“La testa e la pancia” di Silvio Bolloli
Fin da bambino ho ricorrentemente ascoltato la storiella degli alessandrini freddi, apatici (fatta eccezione per la capacità di stroncare ogni altrui iniziativa) ed insensibili alle emozioni; emblematica, a tal proposito, è sempre stata la barzelletta dell’anziano mandrogno che, al cospetto di un cane che aveva il potere miracoloso di camminare sulle acque e che un facoltoso valenzano aveva deciso di sfoggiare sul Tanaro per prendersi gioco degli abitanti del Capoluogo, aveva commentato: «Non è più un cucciolo dunque non impara più a nuotare». Tutti questi stereotipi, martedì scorso, sono stati però clamorosamente disintegrati dalla straordinaria manifestazione di calore e affetto che si è rivelata in occasione delle esequie di Mario Di Canni, storico fondatore degli “Ultras 74“.
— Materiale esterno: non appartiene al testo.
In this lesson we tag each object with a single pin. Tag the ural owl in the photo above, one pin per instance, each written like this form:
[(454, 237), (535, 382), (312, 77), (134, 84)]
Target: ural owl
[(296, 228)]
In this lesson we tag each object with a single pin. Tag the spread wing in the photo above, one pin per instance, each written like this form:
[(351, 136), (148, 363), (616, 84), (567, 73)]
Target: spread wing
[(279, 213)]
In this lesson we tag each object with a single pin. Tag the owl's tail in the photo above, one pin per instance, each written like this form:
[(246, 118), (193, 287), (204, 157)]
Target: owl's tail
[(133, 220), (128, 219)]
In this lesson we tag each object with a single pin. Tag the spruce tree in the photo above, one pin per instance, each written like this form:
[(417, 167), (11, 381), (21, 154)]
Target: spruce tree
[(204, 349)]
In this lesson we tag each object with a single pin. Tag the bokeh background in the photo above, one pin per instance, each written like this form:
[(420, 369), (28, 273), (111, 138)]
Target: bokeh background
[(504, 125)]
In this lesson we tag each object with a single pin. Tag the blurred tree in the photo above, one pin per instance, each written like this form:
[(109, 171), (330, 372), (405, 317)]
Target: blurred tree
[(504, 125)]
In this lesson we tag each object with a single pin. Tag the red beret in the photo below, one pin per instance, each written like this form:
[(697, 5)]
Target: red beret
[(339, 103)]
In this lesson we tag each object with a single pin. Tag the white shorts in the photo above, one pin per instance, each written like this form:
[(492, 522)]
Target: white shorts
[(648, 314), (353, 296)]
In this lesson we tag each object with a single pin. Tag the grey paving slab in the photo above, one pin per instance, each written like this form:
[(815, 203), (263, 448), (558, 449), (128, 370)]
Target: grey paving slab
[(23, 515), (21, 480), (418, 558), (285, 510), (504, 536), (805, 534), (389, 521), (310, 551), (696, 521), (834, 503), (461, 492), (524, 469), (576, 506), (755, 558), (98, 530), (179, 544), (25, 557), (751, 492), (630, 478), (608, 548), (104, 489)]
L’immagine del carro funebre sul sagrato della Chiesa di San Rocco, tra i cori e gli applausi dei tifosi sotto gli occhi di moglie e figlia incapaci di trattenere lacrime, e quella del feretro posto sul prato del “Moccagatta”, davanti alla gradinata Nord che ha intonato gli inni solo per lui, mi hanno trasmesso l’idea di come, anche nel tifo più fazioso ed esasperato, possa esserci una straordinaria umanità. E quella stessa “Nord” che avevo stigmatizzato al tempo delle prime critiche – al momento, secondo me, ingenerose – nei confronti di Luca Di Masi ha dimostrato di quanto cuore sia capace.
Da ultimo, voglio parlare di quello che mi piace pensare sia stato un piccolo miracolo sportivo: proprio in uno dei momenti più bui della loro storia ultracentenaria, al loro vecchio Capo Ultrà i Grigi hanno fatto il dono di battere, contro ogni pronostico, la prima in classifica.